Un luogo protetto e accogliente per denunciare, lontano da occhi indiscreti, le violenze e gli abusi subiti: era il 2015 quando il Soroptimist International d'Italia lancio il progetto "Una stanza tutta per sè" per venire incontro a tutte coloro che cercavano un posto dove poter trovare ascolto e aiuto per affrancarsi da situazioni di pericolo. Da allora, grazie ai protocolli firmati con l'Arma dei carabinieri, con la Polizia di Stato e altri soggetti sono oltre 330 le stanze allestite su tutto il territorio nazionale.
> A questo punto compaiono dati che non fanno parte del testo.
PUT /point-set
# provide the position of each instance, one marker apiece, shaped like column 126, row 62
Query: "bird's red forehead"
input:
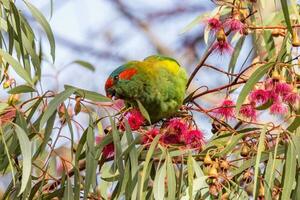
column 127, row 74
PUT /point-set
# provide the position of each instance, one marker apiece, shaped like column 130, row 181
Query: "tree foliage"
column 251, row 153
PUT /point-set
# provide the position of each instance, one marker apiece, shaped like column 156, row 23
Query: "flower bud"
column 77, row 107
column 213, row 171
column 275, row 75
column 261, row 191
column 207, row 160
column 6, row 84
column 245, row 151
column 13, row 99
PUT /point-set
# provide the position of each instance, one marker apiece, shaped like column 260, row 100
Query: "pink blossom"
column 118, row 104
column 248, row 111
column 169, row 138
column 150, row 135
column 226, row 109
column 234, row 24
column 109, row 150
column 259, row 96
column 291, row 98
column 223, row 47
column 283, row 88
column 274, row 96
column 193, row 138
column 214, row 23
column 278, row 108
column 177, row 126
column 269, row 84
column 135, row 119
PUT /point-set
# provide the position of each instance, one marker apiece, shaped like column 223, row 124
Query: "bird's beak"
column 110, row 93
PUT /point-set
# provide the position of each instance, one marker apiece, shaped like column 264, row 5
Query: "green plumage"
column 159, row 84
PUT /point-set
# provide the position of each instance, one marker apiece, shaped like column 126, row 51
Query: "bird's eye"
column 116, row 78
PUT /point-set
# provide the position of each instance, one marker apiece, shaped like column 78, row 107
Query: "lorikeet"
column 157, row 82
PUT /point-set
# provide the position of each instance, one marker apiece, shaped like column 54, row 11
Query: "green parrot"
column 158, row 83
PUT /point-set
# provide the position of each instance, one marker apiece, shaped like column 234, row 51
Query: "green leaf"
column 159, row 183
column 270, row 169
column 3, row 106
column 260, row 149
column 44, row 23
column 84, row 64
column 46, row 136
column 68, row 194
column 21, row 89
column 25, row 146
column 143, row 111
column 146, row 165
column 93, row 96
column 91, row 163
column 289, row 172
column 285, row 10
column 54, row 103
column 269, row 43
column 16, row 66
column 171, row 178
column 254, row 78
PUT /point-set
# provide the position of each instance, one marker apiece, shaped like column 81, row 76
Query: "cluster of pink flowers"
column 219, row 27
column 176, row 132
column 276, row 93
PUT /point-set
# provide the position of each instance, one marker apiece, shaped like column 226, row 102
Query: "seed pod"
column 13, row 99
column 249, row 189
column 207, row 160
column 276, row 76
column 213, row 171
column 213, row 190
column 6, row 84
column 247, row 176
column 77, row 107
column 225, row 196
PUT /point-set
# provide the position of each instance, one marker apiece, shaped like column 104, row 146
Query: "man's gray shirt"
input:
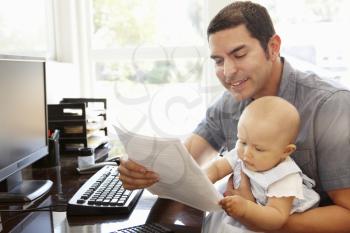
column 323, row 143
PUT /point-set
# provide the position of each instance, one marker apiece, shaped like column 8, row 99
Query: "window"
column 148, row 59
column 24, row 28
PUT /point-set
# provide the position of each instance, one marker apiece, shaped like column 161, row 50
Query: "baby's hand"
column 235, row 205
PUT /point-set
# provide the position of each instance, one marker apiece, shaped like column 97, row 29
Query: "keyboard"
column 103, row 194
column 146, row 228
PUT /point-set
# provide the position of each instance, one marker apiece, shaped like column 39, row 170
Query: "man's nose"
column 230, row 69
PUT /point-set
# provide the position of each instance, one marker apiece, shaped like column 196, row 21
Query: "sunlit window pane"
column 123, row 23
column 23, row 27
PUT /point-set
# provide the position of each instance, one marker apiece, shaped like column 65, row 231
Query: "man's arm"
column 258, row 217
column 328, row 219
column 200, row 149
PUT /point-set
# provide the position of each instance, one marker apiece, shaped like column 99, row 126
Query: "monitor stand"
column 19, row 190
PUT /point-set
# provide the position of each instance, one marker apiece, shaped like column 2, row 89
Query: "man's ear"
column 289, row 150
column 274, row 46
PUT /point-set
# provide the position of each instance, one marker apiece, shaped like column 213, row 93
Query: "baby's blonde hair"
column 277, row 110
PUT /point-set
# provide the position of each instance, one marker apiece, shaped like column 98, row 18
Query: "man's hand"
column 235, row 206
column 243, row 190
column 135, row 176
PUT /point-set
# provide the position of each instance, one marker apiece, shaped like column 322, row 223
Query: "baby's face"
column 260, row 146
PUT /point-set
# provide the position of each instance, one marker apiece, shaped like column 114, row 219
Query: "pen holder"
column 86, row 157
column 53, row 158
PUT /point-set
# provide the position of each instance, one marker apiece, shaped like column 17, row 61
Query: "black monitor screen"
column 23, row 131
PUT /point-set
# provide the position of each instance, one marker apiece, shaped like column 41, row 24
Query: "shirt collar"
column 287, row 88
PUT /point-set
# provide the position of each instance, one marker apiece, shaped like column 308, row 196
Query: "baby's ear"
column 289, row 149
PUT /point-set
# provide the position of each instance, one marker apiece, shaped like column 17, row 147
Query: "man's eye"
column 241, row 55
column 218, row 62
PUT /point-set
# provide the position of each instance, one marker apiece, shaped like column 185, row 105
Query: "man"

L'iniziativa è stata presentata al Consiglio nazionale forense a Roma il 18 marzo con lo scopo di diffondere anche fra gli avvocati il progetto e fornire loro nuove opportunità di essere sempre più vicini alle proprie clienti in momenti di particolare fragilità. La diffusione delle "Stanze tutte per s'è" si inserisce nella consapevolezza da parte dei legali di quanto sia difficile arrivare al momento della denuncia e quante siano ancora oggi le donne che non denunciano o che tornano indietro. Poter dare protezione alle donne rappresenta così un importate passo culturale in cui anche gli avvocati vorranno sempre di più in futuro svolgere un ruolo fondamentale.